Former Phones 4u chief marketing officer Scott Hooton has joined Dixons Carphone as an industry consultant, Mobile has learnt.
Hooton's appointment is seen as a clever strategic move by Dixons Carphone since it gives the retailer access to Hooton's considerable industry experience and knowledge of the former Phones 4u's business.
Dixons Carphone has made no secret of its ambition to grab as much of the collapsed Phones 4u’s business as possible. Carphone Warehouse CEO Graham Stringer told analysts at a recent strategy day that the demise of Phones 4u created ‘huge opportunities’ for Dixons Carphone, adding that the company wanted to attract its former rival’s customers and the very best of its talent.
Sources say Hooton has been working in Carphone Warehouse’s Acton headquarters. One source said: ‘He has been seen around the building. It is no surprise. He has so much experience and knowledge of Phones 4u’s business and what made it work.

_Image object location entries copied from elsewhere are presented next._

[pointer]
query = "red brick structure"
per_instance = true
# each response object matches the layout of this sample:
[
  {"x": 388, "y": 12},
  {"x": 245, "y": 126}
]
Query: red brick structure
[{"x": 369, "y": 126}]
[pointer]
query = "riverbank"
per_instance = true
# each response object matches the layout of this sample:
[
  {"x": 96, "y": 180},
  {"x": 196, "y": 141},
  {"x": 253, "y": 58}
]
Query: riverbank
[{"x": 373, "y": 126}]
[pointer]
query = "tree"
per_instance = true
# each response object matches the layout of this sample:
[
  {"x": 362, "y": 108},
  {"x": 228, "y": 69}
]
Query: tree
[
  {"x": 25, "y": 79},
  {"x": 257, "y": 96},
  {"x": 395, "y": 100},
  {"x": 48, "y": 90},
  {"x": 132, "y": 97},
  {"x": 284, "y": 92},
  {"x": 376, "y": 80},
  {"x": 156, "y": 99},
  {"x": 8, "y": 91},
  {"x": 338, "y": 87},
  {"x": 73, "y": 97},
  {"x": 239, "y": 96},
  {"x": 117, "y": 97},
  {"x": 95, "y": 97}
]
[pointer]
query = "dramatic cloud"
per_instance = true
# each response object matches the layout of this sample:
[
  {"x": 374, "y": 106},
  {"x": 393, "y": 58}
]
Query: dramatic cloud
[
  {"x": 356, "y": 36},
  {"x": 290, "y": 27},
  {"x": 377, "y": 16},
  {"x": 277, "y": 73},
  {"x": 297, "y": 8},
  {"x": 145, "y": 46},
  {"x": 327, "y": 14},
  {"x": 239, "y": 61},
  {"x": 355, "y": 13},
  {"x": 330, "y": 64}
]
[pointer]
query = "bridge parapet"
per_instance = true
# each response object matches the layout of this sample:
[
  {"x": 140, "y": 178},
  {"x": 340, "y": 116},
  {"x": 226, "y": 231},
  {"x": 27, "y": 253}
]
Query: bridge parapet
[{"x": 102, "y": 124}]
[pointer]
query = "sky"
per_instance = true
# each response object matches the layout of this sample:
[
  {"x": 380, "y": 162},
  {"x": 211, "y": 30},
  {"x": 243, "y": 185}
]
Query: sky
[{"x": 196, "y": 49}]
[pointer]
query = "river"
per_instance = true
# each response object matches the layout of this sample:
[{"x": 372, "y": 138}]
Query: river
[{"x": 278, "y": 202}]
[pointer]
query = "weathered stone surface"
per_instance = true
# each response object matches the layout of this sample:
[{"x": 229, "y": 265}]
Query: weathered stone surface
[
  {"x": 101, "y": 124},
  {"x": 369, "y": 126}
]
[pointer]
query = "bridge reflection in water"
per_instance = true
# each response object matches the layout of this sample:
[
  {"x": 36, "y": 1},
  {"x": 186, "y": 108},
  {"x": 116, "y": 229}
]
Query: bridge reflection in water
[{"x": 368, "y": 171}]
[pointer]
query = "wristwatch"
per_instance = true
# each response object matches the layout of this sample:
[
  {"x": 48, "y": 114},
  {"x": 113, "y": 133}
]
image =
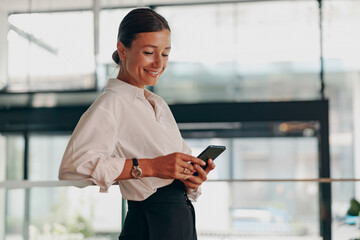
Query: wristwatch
[{"x": 136, "y": 172}]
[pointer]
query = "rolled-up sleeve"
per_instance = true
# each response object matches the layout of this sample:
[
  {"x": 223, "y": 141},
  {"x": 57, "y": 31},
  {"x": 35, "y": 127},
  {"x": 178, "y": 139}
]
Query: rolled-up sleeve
[{"x": 90, "y": 154}]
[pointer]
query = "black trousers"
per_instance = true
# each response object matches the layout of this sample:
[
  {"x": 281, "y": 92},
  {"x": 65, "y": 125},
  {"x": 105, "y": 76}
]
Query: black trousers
[{"x": 166, "y": 215}]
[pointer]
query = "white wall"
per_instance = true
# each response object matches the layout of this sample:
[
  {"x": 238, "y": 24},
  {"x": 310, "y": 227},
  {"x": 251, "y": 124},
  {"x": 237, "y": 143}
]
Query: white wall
[
  {"x": 356, "y": 136},
  {"x": 3, "y": 47}
]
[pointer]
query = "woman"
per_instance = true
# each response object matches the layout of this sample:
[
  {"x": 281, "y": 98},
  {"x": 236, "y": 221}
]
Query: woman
[{"x": 129, "y": 136}]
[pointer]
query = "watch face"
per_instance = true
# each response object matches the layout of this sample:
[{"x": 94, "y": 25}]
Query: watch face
[{"x": 136, "y": 172}]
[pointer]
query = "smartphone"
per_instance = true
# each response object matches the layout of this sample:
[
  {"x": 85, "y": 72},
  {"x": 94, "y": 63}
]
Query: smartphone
[{"x": 212, "y": 151}]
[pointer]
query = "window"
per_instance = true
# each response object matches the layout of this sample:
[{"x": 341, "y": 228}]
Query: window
[{"x": 58, "y": 55}]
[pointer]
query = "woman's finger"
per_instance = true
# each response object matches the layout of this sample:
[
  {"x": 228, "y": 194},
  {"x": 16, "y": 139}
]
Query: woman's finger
[{"x": 210, "y": 166}]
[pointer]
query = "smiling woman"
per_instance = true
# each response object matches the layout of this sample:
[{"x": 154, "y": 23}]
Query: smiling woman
[
  {"x": 128, "y": 122},
  {"x": 146, "y": 60}
]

Dixons Carphone will take the best and leave the rest, with his help.’
Another source, referring to Vodafone and EE’s decision to end their trading agreements with Phones 4u, which triggered the retailer’s collapse last month, said: ‘Well I am sure Scott would prefer Dixons Carphone to get the benefit of his knowledge before any of the operators. It’s a great coup for Carphone.’
Hooton is a highly respected industry veteran who brings substantial experience to Dixons Carphone. He joined the Caudwell Group in 1992 as financial controller where his numerous roles included Phones 4u financial director, commercial director, trading director and chief marketing officer.
During his 22 years at the company Hooton played central roles in the launch of Phones 4u’s Netherlands business, the creation of the company’s insurance business and the fast track roll out of Phones 4u’s retail estate which saw the company open 250 stores in 18 months, bringing its total store count to 450 by 2007.
Hooton was also a key member of the management team which, with Providence Private Equity, acquired Phones4u from John Caudwell in 2006.